Emily Sawyer
School: Brian McMahon High School
Grade: 9
1st year at YWI
The Woman by the Window (Continued)
…..and puts down his suitcase in the same corner of the cramped apartment. He walks into the mini kitchen and checks for food on the stove. He sees none and starts on a rampage. He flips over pots and pans and chairs and the couch and almost breaks the chandelier over the dining room table. He walks over to his silent and drawn wife and demands that she gets up and makes food. She somberly looks up at her spouse and gives him a longing look of discomfort and displeasure. He realizes that she is no help and quickly picks up the phone to call for takeout. He’s too lazy to go out and get food for himself. She wished he could fend for himself like she can, but he’s incapable of living alone. That’s why she won’t leave. He dials, orders, and quickly hangs up. He walks into the bedroom and sees that it isn’t clean as expected. Again he starts on a rampage of yelling and throwing and punching his scared wife. She screams and yells along with him, but her voice is drowned out by his overpowering screams. Why don’t I leave, why don’t I leave? Help, please help, she thinks as he beats her once again. He gets his belt from his creased khaki pants and starts to beat her with it. He’s expressing his frustration from work, from the dirty, dusty apartment, the frustration from his life. He loves to take it out on his wife because she won’t fight back. He can still remember the day that he had beat her into a chair by the window. That was the most viscous beating of all. She still had scars on her face and arms because of that beating. It had hurt her so bad that she has stayed in the chair by the window, not moving, not expressing a need for her husband. He was okay with that; she would never move when he beat her, and he liked that………
She was thinking. She was remembering. She was crying. She was in pain. She hated that man. She never wanted to see him again. She hoped she didn’t. She sat there until nightfall when she heard a knock on the door. She didn’t get up. She just sat there, staring at the door. As she looked down, she saw another envelope with the words eviction notice written on it. She brushed it off and looked back at the window. Soon her husband would come home for the bar and she would be beat again…….

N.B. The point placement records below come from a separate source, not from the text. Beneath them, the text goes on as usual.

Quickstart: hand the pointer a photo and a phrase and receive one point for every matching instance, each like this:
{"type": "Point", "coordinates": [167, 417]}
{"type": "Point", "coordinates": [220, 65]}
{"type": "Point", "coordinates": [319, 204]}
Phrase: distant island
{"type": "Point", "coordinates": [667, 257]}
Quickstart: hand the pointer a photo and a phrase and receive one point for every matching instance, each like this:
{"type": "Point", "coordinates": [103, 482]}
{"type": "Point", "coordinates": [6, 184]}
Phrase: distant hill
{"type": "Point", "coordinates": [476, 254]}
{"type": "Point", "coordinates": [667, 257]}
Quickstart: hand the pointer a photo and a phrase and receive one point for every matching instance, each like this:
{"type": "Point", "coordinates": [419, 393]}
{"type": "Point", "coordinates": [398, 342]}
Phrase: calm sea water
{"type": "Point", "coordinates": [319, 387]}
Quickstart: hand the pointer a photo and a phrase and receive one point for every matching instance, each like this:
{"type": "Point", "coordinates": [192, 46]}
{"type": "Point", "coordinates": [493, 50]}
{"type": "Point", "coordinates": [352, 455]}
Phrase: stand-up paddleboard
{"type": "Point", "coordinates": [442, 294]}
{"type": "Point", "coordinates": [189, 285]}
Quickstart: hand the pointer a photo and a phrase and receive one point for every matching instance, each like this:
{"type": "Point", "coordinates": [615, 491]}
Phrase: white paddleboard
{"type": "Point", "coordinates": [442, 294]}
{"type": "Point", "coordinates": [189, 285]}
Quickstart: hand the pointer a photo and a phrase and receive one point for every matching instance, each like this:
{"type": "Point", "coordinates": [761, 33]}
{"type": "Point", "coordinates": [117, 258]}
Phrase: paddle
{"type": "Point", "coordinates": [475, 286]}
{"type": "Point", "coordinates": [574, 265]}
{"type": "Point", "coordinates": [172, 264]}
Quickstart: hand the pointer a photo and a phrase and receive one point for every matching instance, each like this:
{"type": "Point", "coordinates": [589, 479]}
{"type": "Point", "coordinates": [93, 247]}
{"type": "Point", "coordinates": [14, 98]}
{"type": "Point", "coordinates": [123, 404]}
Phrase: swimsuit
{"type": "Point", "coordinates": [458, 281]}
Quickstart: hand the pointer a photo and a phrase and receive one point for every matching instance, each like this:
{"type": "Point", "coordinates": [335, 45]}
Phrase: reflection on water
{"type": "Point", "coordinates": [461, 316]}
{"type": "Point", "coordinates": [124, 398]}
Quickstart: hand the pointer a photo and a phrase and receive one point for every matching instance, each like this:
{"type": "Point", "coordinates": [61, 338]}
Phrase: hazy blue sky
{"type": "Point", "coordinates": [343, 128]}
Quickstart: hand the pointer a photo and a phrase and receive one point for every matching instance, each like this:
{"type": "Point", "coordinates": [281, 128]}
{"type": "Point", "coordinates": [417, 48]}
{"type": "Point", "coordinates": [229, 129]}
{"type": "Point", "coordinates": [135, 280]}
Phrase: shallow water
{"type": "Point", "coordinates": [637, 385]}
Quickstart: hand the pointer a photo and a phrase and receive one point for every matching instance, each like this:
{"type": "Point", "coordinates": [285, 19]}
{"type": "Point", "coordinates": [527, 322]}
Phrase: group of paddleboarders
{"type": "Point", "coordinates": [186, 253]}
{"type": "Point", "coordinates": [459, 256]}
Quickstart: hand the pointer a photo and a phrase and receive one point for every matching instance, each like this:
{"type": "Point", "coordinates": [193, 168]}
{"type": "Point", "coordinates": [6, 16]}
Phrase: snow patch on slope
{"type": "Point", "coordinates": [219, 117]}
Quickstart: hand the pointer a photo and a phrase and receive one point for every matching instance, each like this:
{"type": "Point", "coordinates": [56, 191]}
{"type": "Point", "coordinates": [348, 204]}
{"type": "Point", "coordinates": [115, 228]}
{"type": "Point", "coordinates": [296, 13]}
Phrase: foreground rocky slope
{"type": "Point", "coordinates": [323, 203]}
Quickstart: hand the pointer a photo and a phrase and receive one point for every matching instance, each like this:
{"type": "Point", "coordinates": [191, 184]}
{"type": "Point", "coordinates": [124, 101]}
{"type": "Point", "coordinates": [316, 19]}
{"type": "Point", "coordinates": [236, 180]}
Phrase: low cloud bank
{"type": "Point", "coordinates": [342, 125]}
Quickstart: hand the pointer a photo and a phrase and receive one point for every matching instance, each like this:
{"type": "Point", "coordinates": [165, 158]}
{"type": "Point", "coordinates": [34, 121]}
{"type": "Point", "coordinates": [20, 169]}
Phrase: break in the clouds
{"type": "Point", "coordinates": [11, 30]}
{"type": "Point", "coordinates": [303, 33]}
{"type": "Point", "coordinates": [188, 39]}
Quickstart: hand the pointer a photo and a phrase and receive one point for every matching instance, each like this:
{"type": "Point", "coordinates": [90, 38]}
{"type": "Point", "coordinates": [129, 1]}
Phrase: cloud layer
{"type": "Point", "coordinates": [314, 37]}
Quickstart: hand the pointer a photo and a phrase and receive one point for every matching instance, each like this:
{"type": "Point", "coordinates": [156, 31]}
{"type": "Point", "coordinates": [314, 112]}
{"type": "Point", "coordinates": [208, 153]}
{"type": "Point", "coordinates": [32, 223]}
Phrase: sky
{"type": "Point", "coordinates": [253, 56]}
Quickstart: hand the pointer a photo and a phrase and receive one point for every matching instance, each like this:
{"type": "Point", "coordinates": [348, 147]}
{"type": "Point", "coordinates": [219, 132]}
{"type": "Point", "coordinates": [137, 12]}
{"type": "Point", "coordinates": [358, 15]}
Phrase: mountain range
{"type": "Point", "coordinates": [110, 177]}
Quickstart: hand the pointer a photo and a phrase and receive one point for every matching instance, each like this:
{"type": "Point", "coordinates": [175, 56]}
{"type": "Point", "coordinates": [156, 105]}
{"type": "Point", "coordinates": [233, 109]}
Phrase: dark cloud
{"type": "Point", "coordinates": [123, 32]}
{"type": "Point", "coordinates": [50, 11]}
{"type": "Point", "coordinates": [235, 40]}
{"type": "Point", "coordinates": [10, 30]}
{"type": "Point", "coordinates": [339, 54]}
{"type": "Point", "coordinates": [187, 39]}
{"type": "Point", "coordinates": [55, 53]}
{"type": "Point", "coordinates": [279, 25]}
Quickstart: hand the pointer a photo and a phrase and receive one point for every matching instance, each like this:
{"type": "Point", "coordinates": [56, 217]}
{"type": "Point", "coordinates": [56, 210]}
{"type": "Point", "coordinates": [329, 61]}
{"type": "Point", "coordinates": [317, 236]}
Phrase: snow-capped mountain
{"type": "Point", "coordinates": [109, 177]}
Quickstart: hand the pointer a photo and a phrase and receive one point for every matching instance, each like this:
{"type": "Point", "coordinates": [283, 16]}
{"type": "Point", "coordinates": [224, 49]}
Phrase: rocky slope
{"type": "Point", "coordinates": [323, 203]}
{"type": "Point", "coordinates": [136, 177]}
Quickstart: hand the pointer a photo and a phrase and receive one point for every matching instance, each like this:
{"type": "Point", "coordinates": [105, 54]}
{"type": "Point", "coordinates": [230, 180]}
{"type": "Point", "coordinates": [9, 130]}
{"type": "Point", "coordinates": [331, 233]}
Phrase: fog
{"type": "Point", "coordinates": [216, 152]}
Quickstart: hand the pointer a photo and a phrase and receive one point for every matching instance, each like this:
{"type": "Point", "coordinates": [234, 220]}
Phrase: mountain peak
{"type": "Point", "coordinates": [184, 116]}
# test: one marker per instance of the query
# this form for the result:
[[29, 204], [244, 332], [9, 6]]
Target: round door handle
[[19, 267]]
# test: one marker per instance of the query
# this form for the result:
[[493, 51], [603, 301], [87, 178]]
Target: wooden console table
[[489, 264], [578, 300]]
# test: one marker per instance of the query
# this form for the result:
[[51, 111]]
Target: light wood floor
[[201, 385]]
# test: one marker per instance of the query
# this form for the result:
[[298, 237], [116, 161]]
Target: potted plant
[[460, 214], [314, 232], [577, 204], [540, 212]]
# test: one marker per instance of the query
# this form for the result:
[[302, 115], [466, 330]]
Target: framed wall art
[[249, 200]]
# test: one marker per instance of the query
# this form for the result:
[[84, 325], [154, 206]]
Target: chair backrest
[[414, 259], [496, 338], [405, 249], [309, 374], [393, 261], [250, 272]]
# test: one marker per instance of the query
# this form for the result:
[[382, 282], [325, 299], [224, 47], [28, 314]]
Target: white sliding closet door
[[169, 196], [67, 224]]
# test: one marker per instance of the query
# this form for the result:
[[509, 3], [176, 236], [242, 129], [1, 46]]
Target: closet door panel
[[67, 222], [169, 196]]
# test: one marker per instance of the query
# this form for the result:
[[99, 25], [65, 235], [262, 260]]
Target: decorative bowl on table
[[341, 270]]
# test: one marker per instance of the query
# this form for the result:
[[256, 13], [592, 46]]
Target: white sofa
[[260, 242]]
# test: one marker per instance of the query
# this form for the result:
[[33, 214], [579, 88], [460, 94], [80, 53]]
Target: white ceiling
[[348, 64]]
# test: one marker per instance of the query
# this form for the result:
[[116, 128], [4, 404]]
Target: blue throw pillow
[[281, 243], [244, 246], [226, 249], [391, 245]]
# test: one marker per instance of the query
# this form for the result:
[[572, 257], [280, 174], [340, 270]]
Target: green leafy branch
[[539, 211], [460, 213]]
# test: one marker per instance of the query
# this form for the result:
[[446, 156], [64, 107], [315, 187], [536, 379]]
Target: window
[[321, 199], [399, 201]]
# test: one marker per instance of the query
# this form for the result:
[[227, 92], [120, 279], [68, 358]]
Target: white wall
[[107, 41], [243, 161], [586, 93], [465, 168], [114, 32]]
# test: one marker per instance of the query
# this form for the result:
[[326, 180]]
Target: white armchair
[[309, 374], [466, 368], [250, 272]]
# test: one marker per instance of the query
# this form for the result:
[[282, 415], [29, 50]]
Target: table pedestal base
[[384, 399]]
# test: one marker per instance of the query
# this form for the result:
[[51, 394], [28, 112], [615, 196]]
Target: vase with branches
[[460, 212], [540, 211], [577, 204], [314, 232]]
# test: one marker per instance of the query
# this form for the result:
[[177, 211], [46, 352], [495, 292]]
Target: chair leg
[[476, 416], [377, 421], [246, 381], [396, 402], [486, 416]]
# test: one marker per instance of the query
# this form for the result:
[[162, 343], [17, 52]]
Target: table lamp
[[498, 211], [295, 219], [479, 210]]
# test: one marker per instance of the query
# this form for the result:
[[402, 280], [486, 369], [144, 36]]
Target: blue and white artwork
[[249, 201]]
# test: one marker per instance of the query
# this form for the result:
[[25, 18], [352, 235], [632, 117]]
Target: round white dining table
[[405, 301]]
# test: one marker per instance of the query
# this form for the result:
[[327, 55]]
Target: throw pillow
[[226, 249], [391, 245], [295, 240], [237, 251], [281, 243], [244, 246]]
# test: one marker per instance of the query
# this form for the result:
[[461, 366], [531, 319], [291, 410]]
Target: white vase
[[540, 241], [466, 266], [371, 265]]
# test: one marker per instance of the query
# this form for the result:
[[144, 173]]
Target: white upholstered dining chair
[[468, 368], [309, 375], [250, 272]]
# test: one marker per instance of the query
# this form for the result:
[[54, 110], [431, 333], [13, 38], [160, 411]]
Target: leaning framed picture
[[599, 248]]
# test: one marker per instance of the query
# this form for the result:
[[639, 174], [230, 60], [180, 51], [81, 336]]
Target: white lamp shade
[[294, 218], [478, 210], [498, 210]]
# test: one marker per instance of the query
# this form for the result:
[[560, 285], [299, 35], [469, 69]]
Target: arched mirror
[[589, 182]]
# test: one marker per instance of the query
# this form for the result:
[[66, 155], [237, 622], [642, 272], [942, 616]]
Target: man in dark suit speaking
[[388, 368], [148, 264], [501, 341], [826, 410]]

It was 1 a.m. when she heard keys jiggling at the door. He walked in silently and put his suitcase in the same dirty corner. Unusually, he walked right into the bedroom and came out with a belt from the closet. He walked over and told her to stand up. She had never stood up from the spot for twenty-two years; she wasn’t planning on doing it tonight. He demanded her to get up, and she still refused. He whipped her over and over, forcing her to stand. It had been twenty-two years and now she finally stood. He kept whipping her, forcing her into the bedroom. He grabbed her and threw her onto the bed. She could smell the liquor on him as he jumped on her and started forcing his lips to hers. He kissed her hard, but ever so softly; the touch of his lips made her cringe. He began taking her clothes off, and she didn’t stop him. She realized that she wouldn’t be able to do anything- he was drunk and she was weak. In the next few seconds her clothes were off and he was taking off his. She hadn’t realized that this would happen, but it was right now: she was literally getting raped. She suddenly panicked and gasped for fresh air because she had been breathing his smoky, stained clothes for a few minutes now. She smelled liquor and smoke and dust and she couldn’t take it. But she couldn’t get up. He was forcing her down. Suddenly she felt a sharp jolt and he started to groan. She felt something inside of her that wasn’t there before, but it was gone in seconds. He rolled off of her, out of breath, still groaning, grabbing her tightly and not letting go. She tried to move but he pulled her down, so she sat there quietly, drifting into a deep sleep……
She looked over at the alarm clock and it was about 3 a.m. She could feel that he had rolled over onto her again. He was awake, and he was doing it again. She could feel it again, and this time it felt worse. It was there for minutes; he groaned the whole time and she breathed heavily. He rolled over once again, and they both fell asleep in sync.
It was about 9 a.m. when she awoke again. She realized what had happened only a few hours ago. She couldn’t take anymore. She got up, slipped on her shoes, took some money from her husband’s “secret” stash, and walked out the door. She wasn’t going to return; she was going to start to stand up for herself, and this was the start.